The concept of this one is a really nice twist on the traditional dungeon crawl, in that it's a sort of "capture and hold" adventure instead of a "raid and collect X" objective. Add to this some neat rules on what to do with those minions that aren't quite full blown combatants, like your good old cohort is, and this looks like a lot of fun.
It also looks like something you will have to bring your GM A game for to keep the pacing feeling right and to gently nudge the players towards some of the more interesting options in the game. As I said in my reviews on Paizo and RPG Now, it's not a failing of the adventure, it's more that it's one of those adventures that gambles on doing something in a certain way, and if it pays off, it will pay off big.
I'm not going to say it's quite as good as my favorite AP installment of all time, but it shares that kind of "greatness gambling" with the Sixfold Trials in the Council of Thieves AP. If the PCs just don't latch onto performing the murderplay and then chatting up the cream of Westcrown's crop at the Mayor's place, the adventure is going to fall flat. If they really latch onto being actors and rubbing elbows with the elite, they are going to remember the adventure as one of the best of their gaming careers.
While I don't think this is quite as awesome (not an insult, Sixfold Trials is my high water mark for Paizo adventures), it really does have that kind of potential for being actual plotting villains instead of just evil characters doing evil missions. The payoff could be huge and memorable if the buy in is there.
I am really enjoying how this AP is unfolding. Mayhap someday I'll even get to see how it performs in the wilds.
On a related note, I picked up Super Genius Games Genius Guide to Hellfire Magic. This is a fun product, and I enjoyed reading through it. More than that, it really dovetails nicely with the Way of the Wicked AP.
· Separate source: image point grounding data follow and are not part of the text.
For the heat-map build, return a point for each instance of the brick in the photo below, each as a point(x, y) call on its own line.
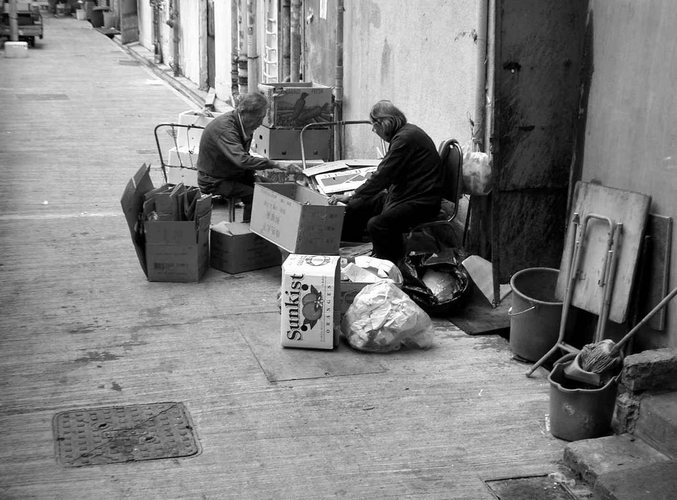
point(653, 369)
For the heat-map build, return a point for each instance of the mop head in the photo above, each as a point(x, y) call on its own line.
point(597, 357)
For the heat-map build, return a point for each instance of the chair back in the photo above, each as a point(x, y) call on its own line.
point(452, 171)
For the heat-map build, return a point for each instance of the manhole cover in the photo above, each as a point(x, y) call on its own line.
point(528, 488)
point(43, 97)
point(115, 434)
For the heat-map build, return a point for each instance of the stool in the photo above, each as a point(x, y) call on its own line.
point(230, 201)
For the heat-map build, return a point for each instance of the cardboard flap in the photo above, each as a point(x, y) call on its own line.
point(132, 206)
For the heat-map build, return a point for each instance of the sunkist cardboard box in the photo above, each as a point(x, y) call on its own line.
point(297, 219)
point(235, 249)
point(168, 250)
point(309, 302)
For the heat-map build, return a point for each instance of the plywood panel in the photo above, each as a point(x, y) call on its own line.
point(622, 207)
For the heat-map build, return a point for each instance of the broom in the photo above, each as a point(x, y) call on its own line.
point(600, 357)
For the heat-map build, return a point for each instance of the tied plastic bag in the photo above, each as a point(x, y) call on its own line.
point(382, 318)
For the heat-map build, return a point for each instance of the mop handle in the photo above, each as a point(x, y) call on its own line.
point(646, 318)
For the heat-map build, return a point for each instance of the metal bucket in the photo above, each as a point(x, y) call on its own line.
point(535, 313)
point(579, 413)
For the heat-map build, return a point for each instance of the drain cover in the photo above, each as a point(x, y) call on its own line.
point(43, 97)
point(528, 488)
point(115, 434)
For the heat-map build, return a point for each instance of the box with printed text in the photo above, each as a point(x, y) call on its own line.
point(297, 219)
point(309, 302)
point(297, 104)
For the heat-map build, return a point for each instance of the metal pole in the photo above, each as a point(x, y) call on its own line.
point(13, 23)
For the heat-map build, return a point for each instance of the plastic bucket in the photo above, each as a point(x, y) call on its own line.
point(535, 313)
point(579, 413)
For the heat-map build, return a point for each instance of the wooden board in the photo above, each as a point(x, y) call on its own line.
point(656, 281)
point(476, 316)
point(626, 207)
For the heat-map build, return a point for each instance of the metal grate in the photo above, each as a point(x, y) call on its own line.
point(117, 434)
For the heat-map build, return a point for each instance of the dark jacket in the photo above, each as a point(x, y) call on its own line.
point(410, 171)
point(224, 153)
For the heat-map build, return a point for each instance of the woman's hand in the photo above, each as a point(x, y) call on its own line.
point(338, 198)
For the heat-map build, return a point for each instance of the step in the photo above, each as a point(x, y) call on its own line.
point(592, 458)
point(657, 481)
point(657, 422)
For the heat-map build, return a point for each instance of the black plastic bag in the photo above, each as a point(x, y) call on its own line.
point(434, 276)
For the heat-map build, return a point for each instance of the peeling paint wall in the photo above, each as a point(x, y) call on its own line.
point(631, 130)
point(421, 55)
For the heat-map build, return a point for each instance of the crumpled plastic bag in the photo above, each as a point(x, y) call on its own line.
point(383, 318)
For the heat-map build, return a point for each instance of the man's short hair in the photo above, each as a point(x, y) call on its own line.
point(253, 103)
point(388, 116)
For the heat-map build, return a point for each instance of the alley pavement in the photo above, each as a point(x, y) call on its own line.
point(82, 329)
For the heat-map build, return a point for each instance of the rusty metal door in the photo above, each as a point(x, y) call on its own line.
point(129, 21)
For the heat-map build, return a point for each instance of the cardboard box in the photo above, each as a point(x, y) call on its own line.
point(177, 251)
point(175, 173)
point(297, 219)
point(19, 50)
point(168, 250)
point(297, 104)
point(189, 137)
point(310, 316)
point(285, 144)
point(235, 249)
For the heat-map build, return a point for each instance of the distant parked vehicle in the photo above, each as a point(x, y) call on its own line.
point(29, 23)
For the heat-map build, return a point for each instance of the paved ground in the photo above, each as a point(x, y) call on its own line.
point(82, 328)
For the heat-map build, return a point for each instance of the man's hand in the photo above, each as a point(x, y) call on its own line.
point(291, 168)
point(338, 198)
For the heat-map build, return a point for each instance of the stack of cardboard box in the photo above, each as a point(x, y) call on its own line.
point(169, 226)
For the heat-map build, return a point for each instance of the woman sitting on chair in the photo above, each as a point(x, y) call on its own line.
point(405, 190)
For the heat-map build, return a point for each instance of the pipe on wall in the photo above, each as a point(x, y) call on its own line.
point(241, 48)
point(295, 35)
point(338, 86)
point(252, 50)
point(234, 44)
point(478, 131)
point(285, 26)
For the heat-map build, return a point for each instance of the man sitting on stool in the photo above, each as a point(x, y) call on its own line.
point(224, 165)
point(405, 190)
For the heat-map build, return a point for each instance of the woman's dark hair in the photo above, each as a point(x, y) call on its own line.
point(253, 103)
point(388, 116)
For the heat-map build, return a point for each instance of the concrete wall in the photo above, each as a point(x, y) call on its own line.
point(631, 131)
point(191, 28)
point(145, 17)
point(421, 55)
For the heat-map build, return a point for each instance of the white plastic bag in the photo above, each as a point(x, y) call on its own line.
point(383, 318)
point(477, 176)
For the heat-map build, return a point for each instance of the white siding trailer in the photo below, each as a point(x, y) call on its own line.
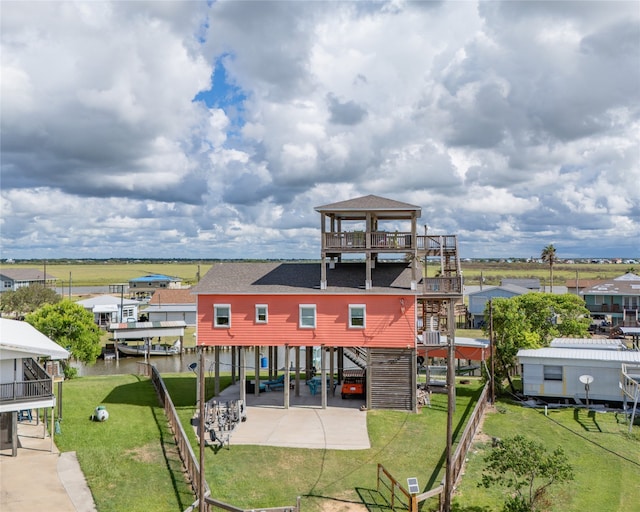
point(555, 372)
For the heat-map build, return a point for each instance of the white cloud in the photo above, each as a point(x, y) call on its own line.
point(508, 122)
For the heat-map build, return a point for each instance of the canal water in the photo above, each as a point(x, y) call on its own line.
point(180, 363)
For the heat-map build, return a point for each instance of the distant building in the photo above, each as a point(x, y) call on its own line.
point(577, 286)
point(616, 300)
point(25, 380)
point(14, 278)
point(169, 305)
point(478, 300)
point(108, 309)
point(530, 284)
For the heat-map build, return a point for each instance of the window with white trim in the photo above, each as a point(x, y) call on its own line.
point(307, 313)
point(552, 372)
point(357, 316)
point(262, 314)
point(222, 315)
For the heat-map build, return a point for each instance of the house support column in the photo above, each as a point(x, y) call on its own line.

I've liked a lot of SGG products over the years. I think they put up some really strong crunch that does a good job of not so much contributing to rules bloat or power creep but actually has some nice thematic weight to the material. That having been said, I've been reticent to add too much third party material to my campaigns in the past, because you never know how something simple might react with something else that just came out to throw a huge monkey wrench into a campaign.
The nice thing about the SGG products is that in many cases, the offering is so thematically realized that if you come up with just the right campaign, it's kind of easy to be modular and just add what seems like it would be perfect for that particular campaign.
Long story short, I'd throw Hellfire Magic into a Council of Thieves or Way of the Wicked campaign without too many reservations. In fact, if I ever do get back to running Pathfinder on a regular basis, I'm seriously thinking about finding one simple thematic third party product and allowing that in that particular campaign. Easy to keep track of and not much to get too far out of hand.